The products were being sold by a seller who goes by the moniker of BluTiger. The seller was allegedly selling counterfeit versions of Nutramax’s Avmacol dietary supplement.
“We are treating these counterfeit products as a threat to your safety and well-being,” the company said in a press release aimed at consumers.
The company said it will replace any bottle bought from BluTiger with an authentic bottle of their product at no charge. Nutramax also said it would replace any bottles that consumers suspect might be counterfeit.
Nutramax details anti counterfeiting strategy
Nutramax, which is based in Englewood, MD, said it has a strategy in place to combat counterfeiting, which it called a global problem. Among the steps the company takes are:
- Actively pursuing any company found to be selling counterfeit Nutramax products, including taking strong legal action.
- Working closely with retail channels, especially open-market retailers online, to implement policies to prevent the sale of counterfeit products, remove unauthorized third-party sellers and take counterfeit goods out of circulation.
- Making ‘secret shopper’ purchases and other vigilance measures via what the company calls its Brand Protection Team.
Counterfeiting is a continuing problem, and the bad players are becoming increasingly sophisticated, said Justin Prochnow, a shareholder in the law firm Greenberg Traurig. In one example he has related to NutraIngredients-USA in years past, the only way to tell the difference between the two products—one authentic and the other a counterfeit—was that a shade of blue was slightly different on the fake label.

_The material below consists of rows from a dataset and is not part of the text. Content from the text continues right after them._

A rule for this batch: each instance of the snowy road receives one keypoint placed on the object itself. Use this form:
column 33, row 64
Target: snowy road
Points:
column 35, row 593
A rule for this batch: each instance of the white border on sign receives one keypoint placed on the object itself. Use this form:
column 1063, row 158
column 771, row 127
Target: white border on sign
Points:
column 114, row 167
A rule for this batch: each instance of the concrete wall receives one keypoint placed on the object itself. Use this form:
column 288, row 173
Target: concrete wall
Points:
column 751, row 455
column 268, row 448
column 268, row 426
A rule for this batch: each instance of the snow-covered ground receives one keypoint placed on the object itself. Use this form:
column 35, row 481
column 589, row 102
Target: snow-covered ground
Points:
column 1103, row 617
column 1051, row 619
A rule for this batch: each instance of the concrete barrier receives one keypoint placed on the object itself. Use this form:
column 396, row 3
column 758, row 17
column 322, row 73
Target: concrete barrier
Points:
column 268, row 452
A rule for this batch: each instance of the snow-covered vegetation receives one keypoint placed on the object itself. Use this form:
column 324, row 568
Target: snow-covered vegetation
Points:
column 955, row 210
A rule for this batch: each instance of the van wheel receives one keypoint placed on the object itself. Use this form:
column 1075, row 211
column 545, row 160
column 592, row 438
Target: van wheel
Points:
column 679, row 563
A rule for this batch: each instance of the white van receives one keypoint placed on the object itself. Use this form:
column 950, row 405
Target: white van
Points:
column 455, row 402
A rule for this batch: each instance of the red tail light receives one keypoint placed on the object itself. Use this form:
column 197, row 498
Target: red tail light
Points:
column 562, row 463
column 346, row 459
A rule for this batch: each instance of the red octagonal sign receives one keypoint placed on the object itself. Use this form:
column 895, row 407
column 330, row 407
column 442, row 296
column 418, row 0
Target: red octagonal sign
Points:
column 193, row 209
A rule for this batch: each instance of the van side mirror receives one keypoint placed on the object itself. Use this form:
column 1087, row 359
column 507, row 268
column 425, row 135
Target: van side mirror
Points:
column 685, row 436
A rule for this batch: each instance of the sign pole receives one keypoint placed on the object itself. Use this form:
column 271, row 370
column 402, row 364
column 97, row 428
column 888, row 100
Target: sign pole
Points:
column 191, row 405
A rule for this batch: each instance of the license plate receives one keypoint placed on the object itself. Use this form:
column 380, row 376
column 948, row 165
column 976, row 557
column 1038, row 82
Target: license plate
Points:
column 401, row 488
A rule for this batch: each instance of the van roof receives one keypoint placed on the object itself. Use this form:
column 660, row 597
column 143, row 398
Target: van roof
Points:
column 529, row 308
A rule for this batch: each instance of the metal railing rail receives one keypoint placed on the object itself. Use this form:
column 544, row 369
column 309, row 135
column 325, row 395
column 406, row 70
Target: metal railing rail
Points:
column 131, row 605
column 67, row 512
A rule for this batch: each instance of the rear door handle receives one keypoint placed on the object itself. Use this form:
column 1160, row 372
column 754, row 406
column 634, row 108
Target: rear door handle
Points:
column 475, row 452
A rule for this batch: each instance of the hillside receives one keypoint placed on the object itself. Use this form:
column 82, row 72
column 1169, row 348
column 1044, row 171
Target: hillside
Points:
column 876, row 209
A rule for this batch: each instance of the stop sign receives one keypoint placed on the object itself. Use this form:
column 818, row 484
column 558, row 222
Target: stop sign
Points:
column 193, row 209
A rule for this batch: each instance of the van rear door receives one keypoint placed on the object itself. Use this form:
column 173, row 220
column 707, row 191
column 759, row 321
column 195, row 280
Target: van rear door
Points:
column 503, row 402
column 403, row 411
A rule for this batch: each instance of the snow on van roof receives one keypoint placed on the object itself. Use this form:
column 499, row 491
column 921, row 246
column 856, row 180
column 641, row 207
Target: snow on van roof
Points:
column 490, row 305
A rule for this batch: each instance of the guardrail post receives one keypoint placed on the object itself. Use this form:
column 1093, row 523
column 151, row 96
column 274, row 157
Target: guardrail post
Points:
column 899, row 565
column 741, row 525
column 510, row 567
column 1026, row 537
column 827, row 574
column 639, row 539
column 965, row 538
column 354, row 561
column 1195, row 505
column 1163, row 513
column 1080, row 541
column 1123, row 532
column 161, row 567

In another more recent case, the counterfeit labels were so well done that the only way to decide if the product was real or not was to look at the actual capsules. And even then, it was a close call.
“In a lot of cases, the only way you can tell is when they are side by side. And in the recent case, the color of the capsule was slightly more red in the real product,” Prochnow told NutraIngredients-USA.
The growth of ecommerce has brought vibrant growth to the dietary supplement industry, whose products are robust and easily shipped. But stakeholders in the dietary supplement industry have long bemoaned the fact that brand holders can lose some control in that scenario.
“There is no law that that actually prohibits people from reselling products on Amazon or any other site. The problem that companies upset about this practice are seeing is these parties potentially making claims that are not authorized by the companies themselves,” Prochnow said.
Ease of online counterfeiting
And the online universe appears to have made it vastly easier for actual counterfeiters to operate. Amazon is far and away the leader in ecommerce and as such takes the brunt of the backlash against this development.
According to an article in The Atlantic Monthly magazine published on April 20, 2018, multiple companies in a variety of industries have filed lawsuits against the retailing giant, saying it doesn’t do enough to stem the tide of counterfeiting. The report said that the retailer has yet to found liable in such a case because it has successfully argued that it provides a platform for the sale, but is not the seller itself. Nevertheless, Amazon claims to devote significant resources to the problem.
“In a statement, the company said it has a team available 24/7 to take action on reported violations, and has invested significantly in machine learning and automated systems to detect copyright violations,” The Atlantic report stated. Amazon did not respond in time for publication to an inquiry from NutraIngredients-USA about its practices regarding the sale of dietary supplements.
BluTiger, however, seems to continue to be an active Amazon seller. The seller’s storefront now lists several clothing items, a tool for fishing electrical wires through walls and an incense gift bag.
The counterfeiting problem seems to be getting steadily worse. According to the Department of Homeland Security, in Fiscal Year (FY) 2017 (the most recent year for which statistics are available) the number of intellectual property rights (IPR) seizures in all product categories increased 8% to 34,143 from 31,560 in FY 2016. The value of those seizures, had the products been authentic, was calculated at $1.2 billion. In FY 2008, there were 14,992 such seizures, worth an estimated $272 million.
So the dollar value of seizures increased slightly less than fourfold from 2008 to 2017 when adjusted for inflation. Meanwhile, the overall economy as measured by GDP grew only from $14.7 trillion in 2008 to $19.4 trillion in 2017, or about a 16% increase when adjusted for inflation.